# A young girls foolish dream



## Lindze (Mar 26, 2012)

I'll try not to ramble in my posts. I just need somewhere to track my progress, and maybe a few rants at the same time 

I was always told that owning a horse was a young girls foolish dream. For me, it started with a TB at our local stables about 20 years ago. (This horse is still around, now 27 years old) 

I had came to terms that I would likely "never" own my own horse. Some friends had them, I was welcome to come out and visit, they were kind enough to give my daughter a ride on their miniature. But this just made the want even worse.

So I started hinting at my husband... He was talking about selling his snowmobile, for the lack of riding time he had, so I would suggest it would be a good time to buy a horse. At the end of 2011 it was discussed that we would look in spring and revisit the situation. Well I started looking at prospects. Then, early Jan 2012, Paddy, a horse locally, came up for sale. Well I told hubby, we went and looked at him, talked to SOME others at the stables about him. He apparently WAS very well trained. So we decided to purchase him. 

Mid Feb, he was officially ours... as we had some local politics to go through. But thats a different post. 

I was ecstatic, bought a nice synthetic saddle and bridle, ordered the saddle pad, brushes, etc. Did it slowly. 

So now, my "Young girls foolish dream" has came to fruition.


----------



## Lindze (Mar 26, 2012)

To explain how things work up here....

We have a "Horse Owners Association" that leases the land from the Local Government District. The HOA is ran like a club. We pay dues - Rather cheap ones- for the year. We pay extra if we use a tack shed, and stall, a water heater or light for the corral. We do not pay for the use of corrals, but we are in charge of their upkeep. 

We have a small round pen, a decent sized indoor arena, and a small outdoor arena. 

Every person is in charge of their own horses, (feed, water, training, etc) We have no "Trainers" just a COUPLE GREAT owners who know their stuff. As someone put it yesterday, there are people who own horses, and horse owners.
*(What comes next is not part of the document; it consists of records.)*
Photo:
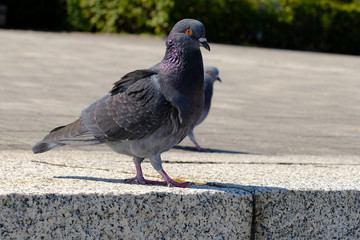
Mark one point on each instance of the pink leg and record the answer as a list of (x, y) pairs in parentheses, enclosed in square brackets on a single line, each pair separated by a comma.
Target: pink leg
[(171, 182), (140, 177)]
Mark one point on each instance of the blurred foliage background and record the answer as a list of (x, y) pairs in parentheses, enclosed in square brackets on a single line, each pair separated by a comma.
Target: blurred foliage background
[(315, 25)]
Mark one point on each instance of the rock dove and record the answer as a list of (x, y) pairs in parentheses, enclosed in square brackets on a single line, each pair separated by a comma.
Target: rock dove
[(211, 74), (147, 111)]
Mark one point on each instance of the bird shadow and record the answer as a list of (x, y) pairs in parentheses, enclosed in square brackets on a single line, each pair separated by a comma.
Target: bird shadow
[(210, 150), (220, 186)]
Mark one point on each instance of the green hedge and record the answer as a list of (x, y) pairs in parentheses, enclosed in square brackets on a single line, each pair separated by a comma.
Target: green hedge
[(320, 25)]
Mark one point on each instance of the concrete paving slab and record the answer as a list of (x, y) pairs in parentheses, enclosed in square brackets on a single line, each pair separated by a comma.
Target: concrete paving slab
[(284, 132)]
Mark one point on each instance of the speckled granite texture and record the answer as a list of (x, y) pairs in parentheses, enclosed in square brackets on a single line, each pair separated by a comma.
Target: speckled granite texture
[(156, 215), (307, 215)]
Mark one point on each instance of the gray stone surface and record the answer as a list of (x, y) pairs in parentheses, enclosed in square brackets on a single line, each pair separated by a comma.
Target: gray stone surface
[(284, 129)]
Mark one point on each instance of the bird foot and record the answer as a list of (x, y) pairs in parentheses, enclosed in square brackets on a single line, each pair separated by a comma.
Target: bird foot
[(143, 181), (173, 183)]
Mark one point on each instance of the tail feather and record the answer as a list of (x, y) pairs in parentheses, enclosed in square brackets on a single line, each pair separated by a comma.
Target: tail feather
[(73, 134)]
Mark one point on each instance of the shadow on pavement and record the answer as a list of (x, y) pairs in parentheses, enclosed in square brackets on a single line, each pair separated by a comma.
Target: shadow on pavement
[(209, 185)]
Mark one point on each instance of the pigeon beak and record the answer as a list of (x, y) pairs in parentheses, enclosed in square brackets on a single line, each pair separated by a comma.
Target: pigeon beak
[(204, 43)]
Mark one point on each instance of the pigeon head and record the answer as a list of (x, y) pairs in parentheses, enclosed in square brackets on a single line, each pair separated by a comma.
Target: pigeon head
[(211, 74), (190, 31)]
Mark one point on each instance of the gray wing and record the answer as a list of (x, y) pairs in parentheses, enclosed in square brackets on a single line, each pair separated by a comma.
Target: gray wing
[(131, 111)]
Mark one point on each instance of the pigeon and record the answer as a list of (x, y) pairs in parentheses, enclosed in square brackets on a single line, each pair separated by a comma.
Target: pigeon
[(147, 111), (211, 74)]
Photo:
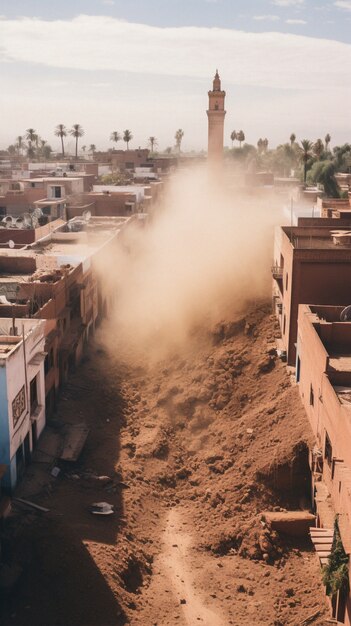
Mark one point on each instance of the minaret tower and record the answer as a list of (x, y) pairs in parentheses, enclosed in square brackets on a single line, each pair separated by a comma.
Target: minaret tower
[(216, 114)]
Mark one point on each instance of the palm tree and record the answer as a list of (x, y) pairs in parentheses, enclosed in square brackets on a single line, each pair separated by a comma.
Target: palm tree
[(127, 137), (76, 132), (318, 148), (115, 136), (178, 137), (327, 140), (305, 155), (60, 131), (19, 144), (152, 141), (240, 137)]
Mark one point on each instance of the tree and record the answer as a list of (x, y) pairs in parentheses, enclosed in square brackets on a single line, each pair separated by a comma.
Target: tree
[(342, 157), (60, 131), (76, 132), (260, 146), (327, 140), (318, 148), (305, 155), (127, 137), (115, 136), (179, 137), (323, 172), (240, 137), (19, 144), (336, 571), (152, 141), (12, 150)]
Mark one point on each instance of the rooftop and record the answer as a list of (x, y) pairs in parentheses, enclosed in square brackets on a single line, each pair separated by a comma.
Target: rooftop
[(11, 335), (319, 237)]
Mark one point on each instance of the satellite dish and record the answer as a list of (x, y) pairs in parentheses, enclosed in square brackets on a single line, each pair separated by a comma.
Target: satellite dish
[(345, 315), (35, 217), (19, 222), (27, 220), (8, 221), (86, 215)]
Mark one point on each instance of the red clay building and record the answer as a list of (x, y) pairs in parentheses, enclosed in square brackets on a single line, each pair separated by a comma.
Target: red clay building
[(324, 376), (312, 264)]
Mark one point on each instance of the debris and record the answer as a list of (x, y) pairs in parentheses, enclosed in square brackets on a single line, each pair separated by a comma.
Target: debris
[(32, 505), (101, 508), (9, 576), (75, 438), (310, 618)]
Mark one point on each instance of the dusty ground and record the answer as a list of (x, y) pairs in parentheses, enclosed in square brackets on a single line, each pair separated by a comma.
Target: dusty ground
[(196, 448)]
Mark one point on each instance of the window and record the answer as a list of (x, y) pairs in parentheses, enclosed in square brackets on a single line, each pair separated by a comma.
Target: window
[(328, 450), (18, 406), (49, 361), (298, 369), (33, 394), (311, 396)]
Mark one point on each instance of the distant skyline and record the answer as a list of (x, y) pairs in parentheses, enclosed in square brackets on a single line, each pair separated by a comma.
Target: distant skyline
[(147, 66)]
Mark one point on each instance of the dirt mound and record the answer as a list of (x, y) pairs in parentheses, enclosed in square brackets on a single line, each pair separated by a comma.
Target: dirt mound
[(196, 447)]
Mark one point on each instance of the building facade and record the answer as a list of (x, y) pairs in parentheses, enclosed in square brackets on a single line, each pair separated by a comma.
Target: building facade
[(216, 115), (22, 394), (323, 373)]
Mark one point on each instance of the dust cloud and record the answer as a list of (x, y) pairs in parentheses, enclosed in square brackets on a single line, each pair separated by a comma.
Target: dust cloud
[(204, 255)]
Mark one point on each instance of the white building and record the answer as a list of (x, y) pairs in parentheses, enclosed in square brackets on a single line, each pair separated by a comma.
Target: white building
[(22, 394)]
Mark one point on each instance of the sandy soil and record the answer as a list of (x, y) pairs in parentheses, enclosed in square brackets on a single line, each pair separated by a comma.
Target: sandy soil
[(189, 452)]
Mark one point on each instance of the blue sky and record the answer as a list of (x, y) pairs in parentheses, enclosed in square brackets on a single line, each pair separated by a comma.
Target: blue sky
[(147, 65)]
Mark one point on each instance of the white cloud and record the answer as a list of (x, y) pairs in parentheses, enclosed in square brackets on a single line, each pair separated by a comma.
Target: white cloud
[(271, 79), (268, 18), (287, 3), (104, 43), (343, 4)]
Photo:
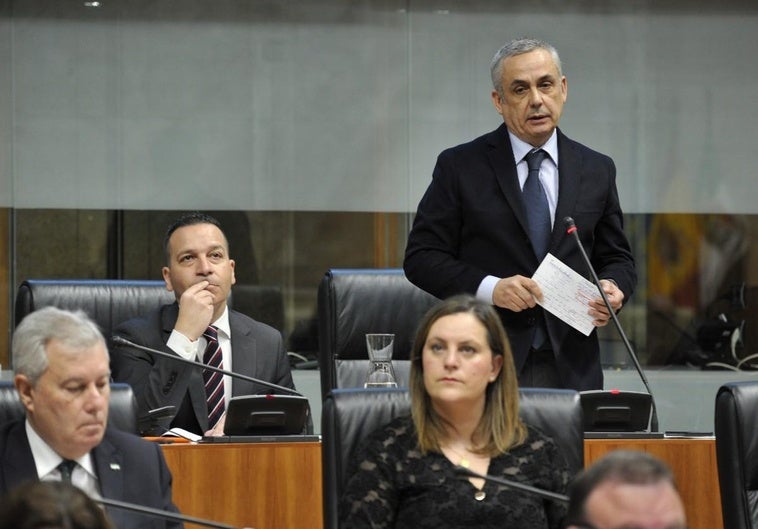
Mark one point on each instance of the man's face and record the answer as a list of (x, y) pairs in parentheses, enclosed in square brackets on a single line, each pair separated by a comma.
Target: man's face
[(615, 505), (199, 252), (533, 96), (68, 405)]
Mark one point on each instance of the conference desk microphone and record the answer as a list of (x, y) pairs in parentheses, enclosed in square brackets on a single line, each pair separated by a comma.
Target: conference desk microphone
[(116, 339), (572, 230), (160, 514), (464, 472)]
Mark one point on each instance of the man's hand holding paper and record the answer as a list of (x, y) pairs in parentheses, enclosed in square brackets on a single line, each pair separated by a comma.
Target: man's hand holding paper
[(572, 298)]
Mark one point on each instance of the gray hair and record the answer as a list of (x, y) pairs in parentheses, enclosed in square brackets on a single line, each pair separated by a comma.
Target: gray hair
[(620, 466), (74, 330), (518, 47)]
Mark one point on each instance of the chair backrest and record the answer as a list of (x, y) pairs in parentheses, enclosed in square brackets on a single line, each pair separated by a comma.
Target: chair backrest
[(108, 302), (736, 431), (349, 415), (122, 410), (354, 302)]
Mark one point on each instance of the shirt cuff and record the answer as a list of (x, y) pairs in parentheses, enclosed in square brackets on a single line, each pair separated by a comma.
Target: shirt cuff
[(183, 346), (487, 289)]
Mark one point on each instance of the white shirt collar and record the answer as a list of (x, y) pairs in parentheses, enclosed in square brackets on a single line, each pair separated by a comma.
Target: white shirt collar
[(47, 460), (222, 323), (521, 148)]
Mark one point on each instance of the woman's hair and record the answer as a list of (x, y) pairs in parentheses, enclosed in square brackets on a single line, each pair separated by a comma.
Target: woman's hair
[(500, 427), (51, 505)]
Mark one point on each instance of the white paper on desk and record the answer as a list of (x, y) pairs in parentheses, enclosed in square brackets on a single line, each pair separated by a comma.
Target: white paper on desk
[(565, 293)]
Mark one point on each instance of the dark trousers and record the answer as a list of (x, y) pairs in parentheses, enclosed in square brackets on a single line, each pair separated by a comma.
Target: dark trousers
[(540, 370)]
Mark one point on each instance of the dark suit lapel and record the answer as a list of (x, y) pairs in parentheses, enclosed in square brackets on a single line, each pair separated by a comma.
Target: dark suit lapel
[(503, 164), (18, 461), (107, 459), (244, 353), (196, 388), (569, 183)]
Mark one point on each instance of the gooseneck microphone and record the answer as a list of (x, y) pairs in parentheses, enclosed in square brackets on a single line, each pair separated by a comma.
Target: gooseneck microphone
[(123, 341), (464, 472), (571, 229), (160, 514)]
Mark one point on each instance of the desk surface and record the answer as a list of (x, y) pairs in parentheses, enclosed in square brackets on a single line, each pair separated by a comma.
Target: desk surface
[(278, 485), (260, 485)]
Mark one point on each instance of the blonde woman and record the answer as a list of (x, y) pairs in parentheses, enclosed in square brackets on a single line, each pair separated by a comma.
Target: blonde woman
[(464, 397)]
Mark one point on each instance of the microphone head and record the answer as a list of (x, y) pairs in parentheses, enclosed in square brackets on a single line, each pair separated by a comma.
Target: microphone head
[(464, 472)]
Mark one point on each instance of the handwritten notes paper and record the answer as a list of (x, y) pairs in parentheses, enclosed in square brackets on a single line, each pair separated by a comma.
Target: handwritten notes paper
[(565, 293)]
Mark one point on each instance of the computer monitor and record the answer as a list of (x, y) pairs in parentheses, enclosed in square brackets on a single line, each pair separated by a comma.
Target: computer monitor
[(616, 411), (266, 415)]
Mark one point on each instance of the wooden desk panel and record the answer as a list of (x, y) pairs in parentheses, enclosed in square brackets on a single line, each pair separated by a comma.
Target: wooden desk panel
[(693, 462), (260, 485)]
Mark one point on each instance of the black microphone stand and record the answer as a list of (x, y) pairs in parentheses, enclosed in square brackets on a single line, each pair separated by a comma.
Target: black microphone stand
[(123, 341), (464, 472), (573, 230), (161, 514)]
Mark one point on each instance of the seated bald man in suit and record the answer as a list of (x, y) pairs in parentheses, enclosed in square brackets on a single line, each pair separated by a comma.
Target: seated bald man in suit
[(200, 273), (63, 380)]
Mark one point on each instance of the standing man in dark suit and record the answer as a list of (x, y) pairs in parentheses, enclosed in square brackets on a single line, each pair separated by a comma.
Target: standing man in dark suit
[(63, 380), (200, 272), (474, 233)]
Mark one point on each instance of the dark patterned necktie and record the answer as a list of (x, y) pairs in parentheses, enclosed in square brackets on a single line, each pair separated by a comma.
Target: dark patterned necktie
[(66, 468), (537, 208), (214, 382)]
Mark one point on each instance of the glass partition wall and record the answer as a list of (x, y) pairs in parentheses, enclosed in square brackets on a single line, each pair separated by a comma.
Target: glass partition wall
[(311, 130)]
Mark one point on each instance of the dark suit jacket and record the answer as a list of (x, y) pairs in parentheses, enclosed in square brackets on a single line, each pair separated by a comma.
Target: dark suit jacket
[(128, 469), (257, 351), (471, 223)]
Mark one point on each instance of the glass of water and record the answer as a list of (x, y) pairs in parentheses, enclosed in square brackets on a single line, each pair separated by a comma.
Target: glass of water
[(380, 371)]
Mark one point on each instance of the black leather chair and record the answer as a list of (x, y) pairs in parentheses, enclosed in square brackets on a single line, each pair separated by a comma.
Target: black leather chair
[(349, 415), (353, 302), (107, 301), (736, 428), (122, 410)]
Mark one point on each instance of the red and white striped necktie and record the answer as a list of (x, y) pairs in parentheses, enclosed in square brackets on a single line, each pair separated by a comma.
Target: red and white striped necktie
[(214, 382)]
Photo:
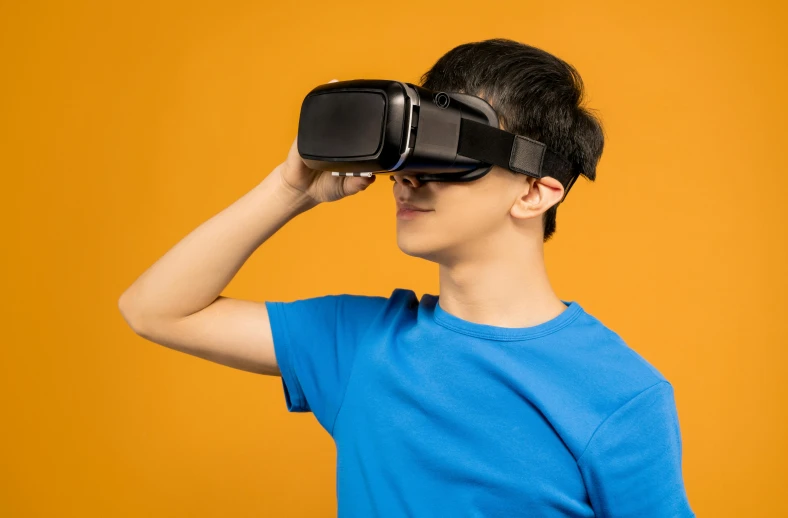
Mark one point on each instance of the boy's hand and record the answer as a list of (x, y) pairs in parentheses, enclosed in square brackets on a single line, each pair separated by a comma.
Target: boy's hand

Most out there are "people who own horses", with a couple people who, have horses just to say they have them. But again, another rant. 

I hope I explained it clearly, if not and you're curious, just ask for clarification.


----------



## Lindze (Mar 26, 2012)

*Misconceptions*

So, when I bought Paddy, I decided to keep him in his existing corral, at a private barn (Still on HOA property, there are a few private barns, but still have to pay dues, Corrals are not owned by the private barn, and follow all rules) as I was under the impression they would help me out being a novice keeper. They do morning feeds, and I do evening. 

If I have a question, I just get told, this is how we do it. No explanation even if I ask for one. 

They do no supplement, grain, groom, trim, work with their horse. I am finding it difficult where I am. 

Since there is no farrier withing 8 hours, most owners do their own trimming. Paddy was in need when I bought him, and they were supposed to help, and start teaching me. It's been two months, and every time I mention it they slough me off. Their mare, they bought just before I bought Paddy from them, is now in dire need of a trim as well. 

There is a HOA meeting this Sunday, I will be asking for a stall in the public barn, as the people I am with only have on stall, and have been talking about putting in the second (no cost to me, as they do not want me to put money, only time into the place) the public barn is about a 5 minute walk from the corral, and after yesterday (yet another post) i have discovered that my horse is VERY buddy sour, so I am not sure how that will work. I'm feeling like I would like to put him in a corral by himself, but I'm not sure if space allows for it right now, or if it would be a good idea with the buddy sour problem.

I talked with one of the GREAT owners out there. They, immediately took me under their wing, but I do not want to impose on them. They will be showing me and doing Paddy's hoofs, as they need immediate help and a few trims to correct problems. They are going to show me how to lunge properly, and if i have questions they are willing to answer. They do not have many, if any, good things about the people I "barn" with right now. 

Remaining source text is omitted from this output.